Ambush marketing under fire


Ambush marketing under fire, by Amanda Swinburn - 19th December 2005
(Credit: B&T)

Elvis, now at Virgin Casino


They pop up at sports games, interrupt news programs and assail celebrities. Love them or hate them, ambush marketers—the marketing equivalent of streakers—get results.

In Australia, businessman Kym Illman, whose Perth-based company Messages on Hold creates tailor-made audio productions for businesses to play to their callers while on hold, has claimed ambush marketing as his own.

When he started the business in 1988, Illman found that he faced the same problem as many new business owners—plenty of ideas but no marketing budget. So he knocked out a few signs with his logo on them and paid a couple of teenagers to go to a West Coast Eagles game and wave the sign in front of the cameras.

“We had just started but we wanted to give the impression of being a market leader, so we had to think of ways of getting our logo out there. The response was so good we have used the strategy ever since,” Illman said.

The group has come up with all manner of brazen stunts to build its notoriety, allowing the company to take advantage of millions of dollars of free advertising and develop a distinct personality and reputation as one of Asia Pacific’s most savvy marketers. The business now services 9,000 companies in the Asia Pacific and has a $13m turnover.

“When Renee Rivkin came to court we did a picture of him in a convict suit with our logo on his chest. I’ve had people stand behind cricketers in Kenya with t-shirts on, and we’ve even put fake sick on the floor at the cricket to clear a couple of rows so we could get enough space to ensure TV coverage,” Illman said.

Even the Queen has been a Messages on Hold victim and Sir Richard Branson, one of the world’s great businessmen and a renowned ambush marketer, was ambushed by the Messages On Hold team on his recent Australian tour.

And it’s not just lesser-known brands such as Message on Hold that have undertaken these types of stunts. Big names such as XXXX, Coke, Virgin and Qantas have come under fire for hijacking events they have not sponsored.

CEO of the London Mara-thon, Nick Bitel, has described ambush marketing not simply as “parasitic marketing” but as “marketing by parasites”, and likens it to theft.

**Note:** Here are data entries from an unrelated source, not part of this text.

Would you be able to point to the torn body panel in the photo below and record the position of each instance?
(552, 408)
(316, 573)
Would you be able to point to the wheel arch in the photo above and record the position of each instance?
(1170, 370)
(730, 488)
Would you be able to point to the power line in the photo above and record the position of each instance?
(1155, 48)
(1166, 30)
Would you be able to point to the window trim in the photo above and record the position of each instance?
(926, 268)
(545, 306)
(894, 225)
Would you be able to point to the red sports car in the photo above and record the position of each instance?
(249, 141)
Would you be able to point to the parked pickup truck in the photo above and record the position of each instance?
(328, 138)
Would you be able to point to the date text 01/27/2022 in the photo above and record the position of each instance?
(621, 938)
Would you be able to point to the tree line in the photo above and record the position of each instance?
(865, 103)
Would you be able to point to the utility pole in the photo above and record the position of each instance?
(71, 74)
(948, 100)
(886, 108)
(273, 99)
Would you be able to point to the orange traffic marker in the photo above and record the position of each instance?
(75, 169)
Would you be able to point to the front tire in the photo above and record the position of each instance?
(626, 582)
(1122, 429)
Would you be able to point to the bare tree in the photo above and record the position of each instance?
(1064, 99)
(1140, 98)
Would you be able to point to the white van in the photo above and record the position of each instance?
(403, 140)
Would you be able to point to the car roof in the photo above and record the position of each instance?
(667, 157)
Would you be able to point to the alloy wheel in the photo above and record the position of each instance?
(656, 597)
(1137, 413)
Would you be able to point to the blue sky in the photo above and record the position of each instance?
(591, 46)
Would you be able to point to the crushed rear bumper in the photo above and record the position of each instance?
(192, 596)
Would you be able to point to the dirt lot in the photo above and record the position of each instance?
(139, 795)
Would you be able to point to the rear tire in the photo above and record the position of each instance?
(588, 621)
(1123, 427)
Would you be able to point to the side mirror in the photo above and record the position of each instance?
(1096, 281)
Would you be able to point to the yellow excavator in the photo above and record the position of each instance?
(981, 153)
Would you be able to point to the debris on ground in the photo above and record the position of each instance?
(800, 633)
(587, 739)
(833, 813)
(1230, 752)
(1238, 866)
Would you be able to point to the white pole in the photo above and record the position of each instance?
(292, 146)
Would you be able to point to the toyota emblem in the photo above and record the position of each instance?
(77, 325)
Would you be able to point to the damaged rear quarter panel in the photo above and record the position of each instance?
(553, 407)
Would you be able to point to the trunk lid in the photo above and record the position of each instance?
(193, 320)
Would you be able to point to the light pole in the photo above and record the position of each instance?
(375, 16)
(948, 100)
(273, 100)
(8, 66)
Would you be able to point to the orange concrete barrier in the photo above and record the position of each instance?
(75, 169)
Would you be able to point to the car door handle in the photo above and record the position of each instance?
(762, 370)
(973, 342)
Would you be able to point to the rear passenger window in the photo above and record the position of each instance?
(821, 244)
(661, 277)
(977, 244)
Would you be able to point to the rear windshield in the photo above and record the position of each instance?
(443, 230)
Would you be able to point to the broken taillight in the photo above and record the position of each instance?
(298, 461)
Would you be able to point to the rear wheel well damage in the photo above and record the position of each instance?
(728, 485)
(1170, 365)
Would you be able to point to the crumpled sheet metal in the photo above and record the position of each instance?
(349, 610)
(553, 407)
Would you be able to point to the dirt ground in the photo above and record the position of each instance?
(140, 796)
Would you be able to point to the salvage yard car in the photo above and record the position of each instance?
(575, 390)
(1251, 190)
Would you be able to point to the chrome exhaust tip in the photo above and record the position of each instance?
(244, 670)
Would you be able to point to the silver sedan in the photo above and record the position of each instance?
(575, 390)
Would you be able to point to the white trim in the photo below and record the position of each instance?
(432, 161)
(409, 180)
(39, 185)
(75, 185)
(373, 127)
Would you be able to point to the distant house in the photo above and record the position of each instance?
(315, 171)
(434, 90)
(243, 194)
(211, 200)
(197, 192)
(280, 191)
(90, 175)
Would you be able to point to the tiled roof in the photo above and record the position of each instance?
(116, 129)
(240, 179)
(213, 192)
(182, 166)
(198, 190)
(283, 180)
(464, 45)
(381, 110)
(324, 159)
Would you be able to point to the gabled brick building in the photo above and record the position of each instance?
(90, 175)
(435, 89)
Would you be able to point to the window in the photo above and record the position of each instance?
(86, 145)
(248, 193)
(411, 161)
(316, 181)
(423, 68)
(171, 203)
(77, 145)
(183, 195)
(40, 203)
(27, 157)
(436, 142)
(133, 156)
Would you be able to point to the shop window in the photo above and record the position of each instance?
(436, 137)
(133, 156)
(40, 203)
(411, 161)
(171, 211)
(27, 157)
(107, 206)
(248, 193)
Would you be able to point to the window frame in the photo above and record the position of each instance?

The Victorian Government has enacted the Commonwealth Games Arrangements Act 2001 to prevent aerial advertising in the vicinity of the 2006 Commonwealth Games, and a one kilometre exclusion zone for unauthorised new advertising is being passed by Victoria’s parliament. The bill also provides for an authorised register of users of Commonwealth Games images.

During the Games the Federal Government plans to increase security at Melbourne Airport and may also restrict air space above Games venues to maintain security and protect official sponsors from ambush marketing.